Interview

Chuck Close: Everyone deserves a right to feel special

The very first time I went to the Museum of Modern Art in New York when I was 18, I happened upon a retrospective of Chuck Close's work. I was stunned, awed and utterly moved. Huge portraits, magical and captivating. I felt proud to be an artist and more proud to be a person, alive and able to experience being moved so profoundly. Later on, I learned that Chuck Close is also a fascinating person who has overcome adversity and pain. He is a champion of young artists everywhere. Here he talks about arts education and school. - Laura
Chuck Close: I think it was three art classes or three music classes a week.
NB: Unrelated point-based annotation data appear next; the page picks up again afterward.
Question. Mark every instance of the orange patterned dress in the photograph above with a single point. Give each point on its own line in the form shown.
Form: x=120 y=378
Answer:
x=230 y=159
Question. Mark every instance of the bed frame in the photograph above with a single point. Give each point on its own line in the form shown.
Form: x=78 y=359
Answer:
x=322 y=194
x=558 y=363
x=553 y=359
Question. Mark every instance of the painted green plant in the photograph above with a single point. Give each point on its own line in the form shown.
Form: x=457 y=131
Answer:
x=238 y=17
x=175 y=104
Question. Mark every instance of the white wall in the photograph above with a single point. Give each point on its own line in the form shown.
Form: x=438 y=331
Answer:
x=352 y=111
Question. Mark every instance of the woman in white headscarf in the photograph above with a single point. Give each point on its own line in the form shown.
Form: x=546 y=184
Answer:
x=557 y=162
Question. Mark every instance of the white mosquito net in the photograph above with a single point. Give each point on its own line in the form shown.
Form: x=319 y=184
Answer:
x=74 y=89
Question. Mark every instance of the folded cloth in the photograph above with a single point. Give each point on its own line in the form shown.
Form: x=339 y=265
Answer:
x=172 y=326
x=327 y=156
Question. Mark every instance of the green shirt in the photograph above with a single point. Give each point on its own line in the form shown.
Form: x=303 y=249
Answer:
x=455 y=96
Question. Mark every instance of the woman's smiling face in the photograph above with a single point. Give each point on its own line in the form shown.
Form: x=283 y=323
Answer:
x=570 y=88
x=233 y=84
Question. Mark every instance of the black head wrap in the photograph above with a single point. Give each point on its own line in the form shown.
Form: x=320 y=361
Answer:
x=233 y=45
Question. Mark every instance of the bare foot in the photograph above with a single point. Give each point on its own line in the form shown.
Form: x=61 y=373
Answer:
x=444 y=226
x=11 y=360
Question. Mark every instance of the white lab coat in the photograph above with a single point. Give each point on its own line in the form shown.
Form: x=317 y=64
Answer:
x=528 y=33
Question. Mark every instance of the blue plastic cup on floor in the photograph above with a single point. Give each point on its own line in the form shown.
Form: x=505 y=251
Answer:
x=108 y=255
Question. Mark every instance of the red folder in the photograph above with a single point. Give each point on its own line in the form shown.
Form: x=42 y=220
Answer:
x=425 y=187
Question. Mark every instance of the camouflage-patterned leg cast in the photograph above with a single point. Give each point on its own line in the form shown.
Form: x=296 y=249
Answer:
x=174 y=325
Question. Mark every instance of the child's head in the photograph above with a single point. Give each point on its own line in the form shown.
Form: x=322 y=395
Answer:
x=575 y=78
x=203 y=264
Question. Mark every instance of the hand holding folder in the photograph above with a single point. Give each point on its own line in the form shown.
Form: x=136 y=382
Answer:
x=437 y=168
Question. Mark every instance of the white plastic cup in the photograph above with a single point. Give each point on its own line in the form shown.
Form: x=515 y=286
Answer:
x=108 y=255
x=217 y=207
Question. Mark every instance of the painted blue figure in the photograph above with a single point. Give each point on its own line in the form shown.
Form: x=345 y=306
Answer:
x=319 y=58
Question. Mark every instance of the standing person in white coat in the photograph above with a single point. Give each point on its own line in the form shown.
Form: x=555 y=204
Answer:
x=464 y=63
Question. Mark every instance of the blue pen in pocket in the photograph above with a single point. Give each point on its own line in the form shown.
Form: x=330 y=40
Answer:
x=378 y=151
From kindergarten through high school. And I have to say that this was a really poor mill-town, Everett, where I moved after Tacoma. I do think that one of the worst things that’s happened in America, if I can rant and make a speech, is teaching for testing and making getting the scores up the most important thing that schools can do. It takes creativity out of the hands of teachers. But it also means that schools are going to divert money from the arts and put it into remedial education—the three r’s, because that’s what their job depends on, getting those scores up. And everyone deserves a right to feel special. Everyone deserves a right to find something that they’re good at and for people like me who are learning disabled, if I hadn’t had art and music, I would have dropped out of school.
I always said, if I hadn’t gone to Yale, I would have gone to jail. I’m a product of open enrollment. I did not take algebra, geometry, physics, or chemistry. I took bone-head general math and science, with all the kids in the bib overalls who just came off the farm and had never put on shoes before—we were in this room together. But, they had open enrollment in a junior college in my hometown. They took every taxpayer’s son or daughter.


Well they gave me—this is before SATs, thank god—the University of Washington had a great predictor test which every kid in high school in the state of Washington took, and it predicted my grades in everything. It predicted an F in art, by the way, and the only thing in which I was predicted to get a D was nursing. And god knows I’ve had enough nursing in my life since then. But it’s something that I feel very passionate about. The opportunities that I had. Because if you don't have a chance to find out what your skills are because you’ve never been given an opportunity to take courses, then you don’t get the mentors and you don’t get the teachers who are excited about what you’re doing and pulling for you. You don’t get the scholarships, you don’t get the pats on the head, the things that make you feel worthwhile as a human being and successful as a student.